Hospitals are used to dealing with viruses, from the common cold to a variety of tropical diseases there are procedures in place to diagnose, isolate and treat patients. What is more challenging to them is dealing with digital infections, which can wreak havoc and cause the digital realm to endanger people’s lives.

Recently Melbourne Health’s networks were infected by a new variant of the Qbot malware strain. This slightly obscure malware also known as Qakbot has been used by Russian hackers since 2009 and specialises in infecting older machines using unknown or unpatched flaws. In this case Melbourne Health’s older Windows XP machines seem to be patient zero in the outbreak. As any doctor will tell you an aging population and new virus strains from abroad is a pandemic waiting to happen.

The health sector are not the only ones keeping Windows XP on life support, the British Navy still rely on Windows XP for their fleet of nuclear submarines. In an unfortunate twist for Melbourne Health, the Qbot malware, although entering by a zero day XP exploit, was actually built to target Windows 7 causing the unfortunate side effect of disabling infected XP systems.

In our malware labs we have recently encountered several compromised websites delivering Qbot via the Rig Exploit Kit. These attacks have been using either a known Flash exploit or an unknown IE exploit to download and run the Qbot malware on the victim's machine. Interestingly the malware has advanced a lot recently and contains a number of tricks to bypass AV and avoid analysis including erasing itself if it is run in a virtual machine.

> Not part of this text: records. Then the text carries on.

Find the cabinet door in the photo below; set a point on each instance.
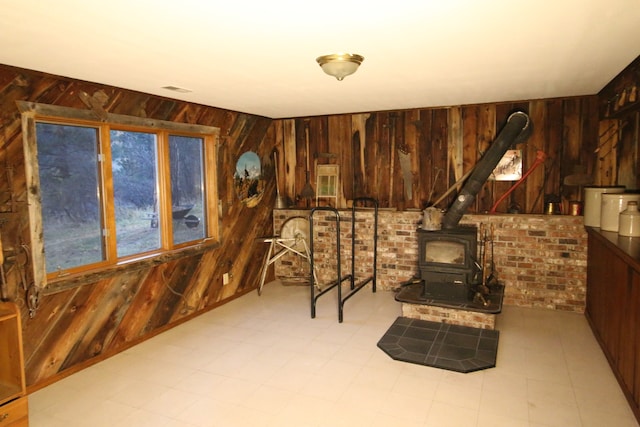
(597, 272)
(629, 309)
(614, 297)
(634, 305)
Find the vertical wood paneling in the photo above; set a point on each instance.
(534, 189)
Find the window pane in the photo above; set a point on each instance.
(134, 167)
(71, 214)
(187, 188)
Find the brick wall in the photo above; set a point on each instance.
(541, 259)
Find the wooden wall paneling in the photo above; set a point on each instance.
(570, 163)
(499, 188)
(382, 163)
(485, 134)
(57, 346)
(534, 185)
(437, 139)
(471, 148)
(627, 150)
(455, 143)
(373, 185)
(589, 142)
(358, 144)
(100, 315)
(431, 177)
(409, 164)
(553, 146)
(518, 197)
(290, 160)
(340, 143)
(394, 126)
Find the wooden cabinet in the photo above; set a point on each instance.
(13, 401)
(613, 305)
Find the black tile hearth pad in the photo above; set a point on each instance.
(441, 345)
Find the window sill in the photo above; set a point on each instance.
(71, 281)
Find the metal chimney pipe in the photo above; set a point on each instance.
(516, 130)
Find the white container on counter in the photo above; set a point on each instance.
(612, 205)
(593, 203)
(629, 221)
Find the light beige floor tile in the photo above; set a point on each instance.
(262, 361)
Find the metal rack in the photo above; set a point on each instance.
(355, 285)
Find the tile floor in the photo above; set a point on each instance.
(262, 361)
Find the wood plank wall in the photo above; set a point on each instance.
(99, 316)
(90, 317)
(434, 147)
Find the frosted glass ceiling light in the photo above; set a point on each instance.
(340, 65)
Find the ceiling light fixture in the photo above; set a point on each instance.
(340, 65)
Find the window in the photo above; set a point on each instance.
(116, 191)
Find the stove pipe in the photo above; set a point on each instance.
(516, 130)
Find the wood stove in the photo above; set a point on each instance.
(448, 263)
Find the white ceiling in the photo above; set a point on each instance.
(258, 56)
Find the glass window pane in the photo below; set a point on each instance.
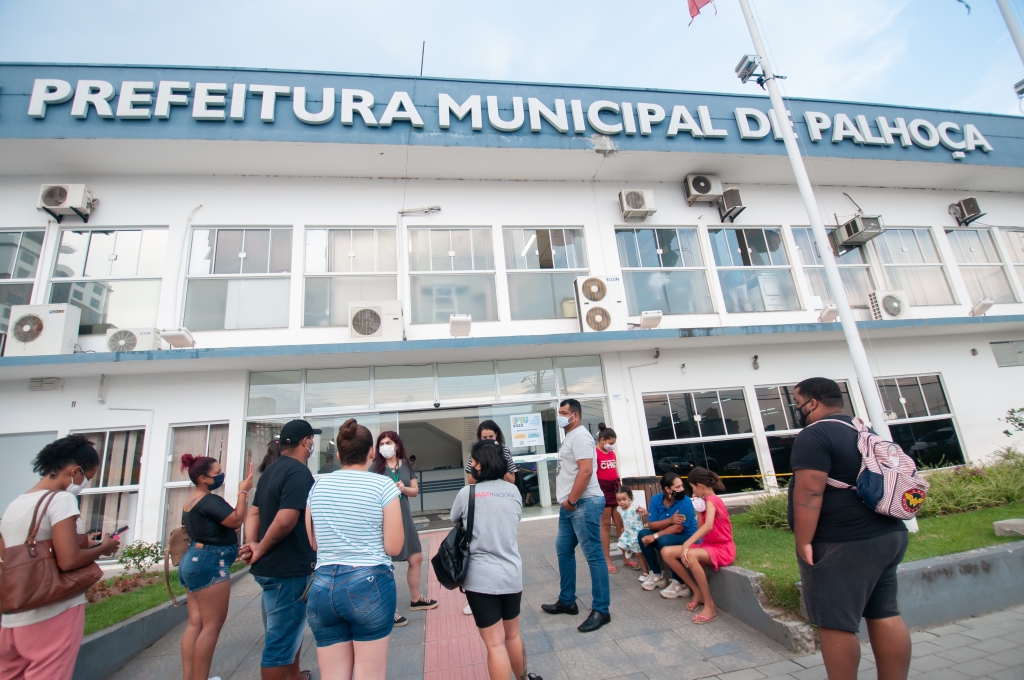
(10, 295)
(521, 377)
(403, 384)
(672, 292)
(466, 381)
(97, 262)
(257, 250)
(542, 295)
(126, 250)
(764, 290)
(327, 298)
(228, 247)
(334, 388)
(629, 256)
(387, 259)
(108, 304)
(364, 247)
(435, 298)
(202, 252)
(281, 251)
(655, 408)
(153, 253)
(273, 392)
(483, 253)
(580, 375)
(935, 397)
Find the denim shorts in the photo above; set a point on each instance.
(348, 603)
(202, 567)
(284, 619)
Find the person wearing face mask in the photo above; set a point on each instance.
(280, 552)
(205, 568)
(391, 462)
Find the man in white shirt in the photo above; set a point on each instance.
(579, 518)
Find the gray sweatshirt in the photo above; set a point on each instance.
(495, 565)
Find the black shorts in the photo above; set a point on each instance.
(488, 609)
(853, 581)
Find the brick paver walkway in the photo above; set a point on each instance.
(649, 638)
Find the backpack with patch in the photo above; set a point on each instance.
(888, 481)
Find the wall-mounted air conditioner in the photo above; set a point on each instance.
(889, 304)
(42, 329)
(636, 203)
(376, 320)
(707, 188)
(60, 200)
(601, 304)
(133, 339)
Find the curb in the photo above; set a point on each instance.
(102, 653)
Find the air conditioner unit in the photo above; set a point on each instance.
(42, 329)
(635, 203)
(889, 304)
(857, 231)
(133, 339)
(730, 205)
(376, 320)
(60, 200)
(601, 304)
(966, 211)
(701, 187)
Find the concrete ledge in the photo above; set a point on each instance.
(105, 651)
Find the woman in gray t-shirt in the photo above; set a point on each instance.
(494, 580)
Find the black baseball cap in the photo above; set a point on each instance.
(296, 430)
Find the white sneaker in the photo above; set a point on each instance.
(675, 590)
(654, 581)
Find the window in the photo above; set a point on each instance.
(347, 265)
(18, 259)
(710, 429)
(209, 439)
(235, 282)
(453, 272)
(663, 269)
(1009, 353)
(542, 265)
(920, 420)
(980, 265)
(912, 264)
(112, 275)
(753, 269)
(852, 267)
(111, 500)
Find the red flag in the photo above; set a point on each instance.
(695, 6)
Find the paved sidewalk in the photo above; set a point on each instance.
(649, 638)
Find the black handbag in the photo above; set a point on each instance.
(452, 560)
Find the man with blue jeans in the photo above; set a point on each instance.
(579, 519)
(670, 522)
(280, 552)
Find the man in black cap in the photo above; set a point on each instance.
(280, 553)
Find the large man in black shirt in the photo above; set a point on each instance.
(280, 553)
(847, 552)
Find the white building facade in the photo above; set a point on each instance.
(253, 222)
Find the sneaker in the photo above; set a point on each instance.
(675, 590)
(654, 581)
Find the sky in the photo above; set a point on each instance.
(914, 52)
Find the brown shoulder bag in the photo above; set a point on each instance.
(30, 577)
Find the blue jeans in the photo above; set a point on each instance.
(284, 619)
(348, 603)
(583, 527)
(650, 552)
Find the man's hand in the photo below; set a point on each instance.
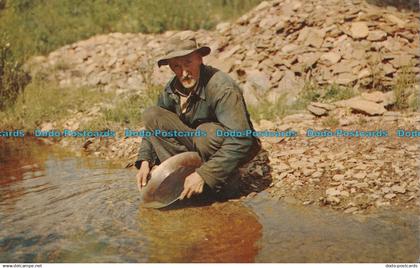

With enterprise AV unable to detect these threats what can be done to protect the endpoints and the patients? Let’s take some medical advice:

  • Isolate potential contagions – Vulnerable groups are usually the first to fall ill so focus on the browser, plugins and document viewers first. Web content such as websites, documents and plugins should be kept in isolation where possible. If we can contain a threat it cannot spread.
  • Screen and test – We can verify that some applications are known to be in the clear and not infected so we can whitelist them. Start with your employees first by whitelisting your standard corporate build and this will make the process much easier. Any new applications that appear can then be easily blocked until they are tested and given the all clear.
  • Give the right medicine in the right dose – Make sure that users have the appropriate privileges, don’t prescribe the same admin rights for everyone. Giving admin rights to a user facing malware threats is like giving steroids to treat an infection, you lower the systems defences and the infection takes over. Qbot relies on admin rights to disable security features and embed itself.

With these proactive defence strategies you can secure endpoints against even advanced zero day attacks without relying on detection. So be proactive today and keep the malware away.